Contrairement à une annulation de dette traditionnelle, le C2D opère comme un système de refinancement par reconversion. Son fonctionnement est ingénieux : le Cameroun s’acquitte de ses remboursements de dette bilatérale auprès de la France, généralement par l’intermédiaire de l’Agence Française de Développement (AFD). Dès réception de ces fonds, la France les restitue au Cameroun sous forme de subventions. Ces sommes sont alors impérativement allouées à des initiatives de développement nationales, couvrant des domaines vitaux tels que les infrastructures, l’éducation, la santé et l’agriculture. C’est spécifiquement ce segment du C2D qui vient d’être entièrement réglé. Yaoundé a ainsi respecté ses obligations concernant ce programme distinct, ce qui lui confère une flexibilité accrue dans la gestion des projets bénéficiant de financements français.

L’état réel des finances : La dette bilatérale globale du Cameroun envers la France perdure

Affirmer que « le Cameroun n’a plus aucune dette envers la France » serait une inexactitude. En matière de géopolitique économique, une nuance essentielle s’impose :

  1. Achèvement du C2D : Le Cameroun a effectivement conclu les phases de remboursement concernant cette dette spécifiquement « reconvertie » en investissements pour le développement.
  2. Maintien de l’endettement bilatéral général : La France conserve sa position de créancier bilatéral majeur pour le Cameroun. Au-delà des conventions C2D, Yaoundé reste engagé auprès de Paris via d’autres emprunts souverains, des crédits commerciaux et des financements de projets dont l’amortissement est toujours en cours.

D’après les récentes publications du Comité National de la Dette Publique (CNDP) du Cameroun, même si la composition de la dette camerounaise a considérablement évolué ces dernières années, avec une prépondérance croissante de créanciers tels que la Chine (désormais le principal détenteur de la dette bilatérale) et des émissions d’euro-obligations sur les marchés mondiaux, le solde dû à la France conserve une importance notable.

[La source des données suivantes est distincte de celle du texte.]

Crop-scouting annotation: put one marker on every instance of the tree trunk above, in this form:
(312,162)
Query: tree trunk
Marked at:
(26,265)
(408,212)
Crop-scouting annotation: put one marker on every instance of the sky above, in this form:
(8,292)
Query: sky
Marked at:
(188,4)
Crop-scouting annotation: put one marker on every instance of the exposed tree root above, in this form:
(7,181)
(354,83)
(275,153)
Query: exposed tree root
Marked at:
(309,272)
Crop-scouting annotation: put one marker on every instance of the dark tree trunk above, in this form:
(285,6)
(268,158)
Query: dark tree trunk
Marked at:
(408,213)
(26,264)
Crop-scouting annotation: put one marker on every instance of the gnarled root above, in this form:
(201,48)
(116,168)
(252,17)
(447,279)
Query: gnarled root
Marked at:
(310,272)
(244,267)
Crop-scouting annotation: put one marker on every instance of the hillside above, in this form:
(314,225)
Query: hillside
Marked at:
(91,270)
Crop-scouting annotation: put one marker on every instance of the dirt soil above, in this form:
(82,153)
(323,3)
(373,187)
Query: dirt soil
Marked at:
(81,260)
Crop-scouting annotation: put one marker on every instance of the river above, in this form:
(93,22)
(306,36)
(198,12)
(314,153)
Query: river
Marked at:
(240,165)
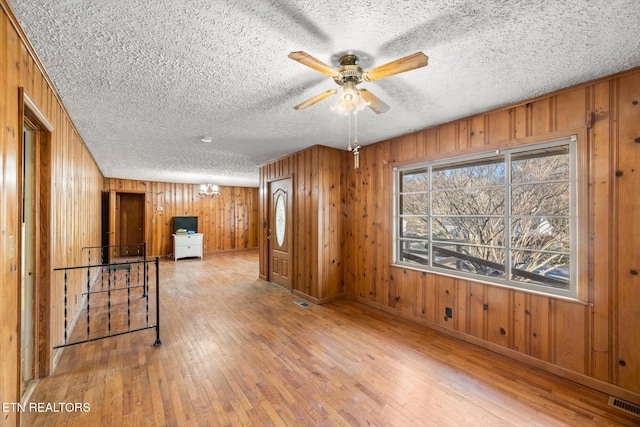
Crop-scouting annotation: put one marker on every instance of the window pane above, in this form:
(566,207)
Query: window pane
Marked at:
(454,217)
(478,173)
(416,227)
(547,234)
(414,204)
(476,230)
(544,268)
(414,251)
(540,199)
(414,181)
(470,201)
(469,259)
(540,165)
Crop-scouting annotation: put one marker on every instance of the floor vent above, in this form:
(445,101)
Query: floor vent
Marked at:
(625,406)
(303,304)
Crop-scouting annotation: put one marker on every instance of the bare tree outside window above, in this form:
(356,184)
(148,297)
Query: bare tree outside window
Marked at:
(505,216)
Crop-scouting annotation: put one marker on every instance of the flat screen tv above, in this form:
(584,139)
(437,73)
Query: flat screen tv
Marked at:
(189,223)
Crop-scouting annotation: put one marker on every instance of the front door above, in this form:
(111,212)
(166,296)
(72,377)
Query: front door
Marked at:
(280,226)
(130,223)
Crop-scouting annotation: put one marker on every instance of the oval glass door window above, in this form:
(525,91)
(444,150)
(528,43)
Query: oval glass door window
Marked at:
(280,219)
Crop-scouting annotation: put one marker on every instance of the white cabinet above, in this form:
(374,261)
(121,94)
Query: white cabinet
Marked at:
(187,245)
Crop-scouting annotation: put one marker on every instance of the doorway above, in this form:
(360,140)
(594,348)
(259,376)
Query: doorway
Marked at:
(27,257)
(129,228)
(280,235)
(34,240)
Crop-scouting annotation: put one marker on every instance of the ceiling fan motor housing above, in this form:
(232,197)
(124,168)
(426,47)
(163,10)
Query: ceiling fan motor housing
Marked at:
(349,73)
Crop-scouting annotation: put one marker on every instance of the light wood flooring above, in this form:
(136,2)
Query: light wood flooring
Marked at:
(237,351)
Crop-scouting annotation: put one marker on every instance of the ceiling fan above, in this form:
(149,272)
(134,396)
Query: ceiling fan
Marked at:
(350,74)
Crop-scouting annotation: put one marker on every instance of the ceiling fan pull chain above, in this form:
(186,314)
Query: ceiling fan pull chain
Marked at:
(349,140)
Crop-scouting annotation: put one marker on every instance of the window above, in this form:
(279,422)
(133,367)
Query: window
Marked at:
(505,217)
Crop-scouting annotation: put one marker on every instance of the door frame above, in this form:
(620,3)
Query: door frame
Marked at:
(28,112)
(292,230)
(113,220)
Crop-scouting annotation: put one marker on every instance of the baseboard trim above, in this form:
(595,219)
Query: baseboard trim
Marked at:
(582,379)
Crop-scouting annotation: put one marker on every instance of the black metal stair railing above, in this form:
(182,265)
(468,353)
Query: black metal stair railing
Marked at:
(108,307)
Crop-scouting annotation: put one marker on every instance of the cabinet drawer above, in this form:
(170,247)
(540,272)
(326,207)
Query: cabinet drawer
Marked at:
(188,240)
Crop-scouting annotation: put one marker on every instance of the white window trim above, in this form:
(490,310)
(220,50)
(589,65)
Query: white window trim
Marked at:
(572,293)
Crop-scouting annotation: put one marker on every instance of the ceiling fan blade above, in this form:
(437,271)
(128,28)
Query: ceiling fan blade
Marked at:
(316,64)
(315,99)
(374,102)
(411,62)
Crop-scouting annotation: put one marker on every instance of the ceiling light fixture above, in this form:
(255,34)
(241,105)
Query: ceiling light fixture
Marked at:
(209,190)
(351,102)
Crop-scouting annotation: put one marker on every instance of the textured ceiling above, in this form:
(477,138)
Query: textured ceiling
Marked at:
(144,81)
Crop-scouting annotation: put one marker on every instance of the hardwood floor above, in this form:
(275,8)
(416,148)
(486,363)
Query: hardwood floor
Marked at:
(238,351)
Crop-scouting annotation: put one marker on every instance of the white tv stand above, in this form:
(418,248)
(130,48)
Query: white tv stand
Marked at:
(187,245)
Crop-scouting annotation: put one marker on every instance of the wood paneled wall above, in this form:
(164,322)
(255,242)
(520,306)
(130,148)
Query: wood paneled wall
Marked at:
(597,338)
(73,207)
(593,341)
(318,207)
(228,221)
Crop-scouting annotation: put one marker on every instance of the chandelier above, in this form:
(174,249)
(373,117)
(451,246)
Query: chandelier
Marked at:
(209,190)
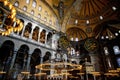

Les répercussions pour l’économie du Cameroun après le C2D

Pour les autorités camerounaises, l’achèvement du programme C2D est une preuve éloquente de leur aptitude à honorer les engagements financiers internationaux. Ce signal est particulièrement bien perçu par les agences de notation et les investisseurs. Il symbolise également la clôture d’une période de gestion conjointe des projets de développement avec la France, ouvrant de nouvelles perspectives pour redéfinir les orientations économiques nationales.

Néanmoins, la prudence reste de mise à Yaoundé. Alors que la dette publique totale approche des seuils critiques fixés par la CEMAC, l’enjeu primordial ne consiste plus uniquement à régler les dettes passées avec des partenaires historiques comme la France, mais à optimiser l’endettement général afin de soutenir le cheminement du pays vers l’émergence économique.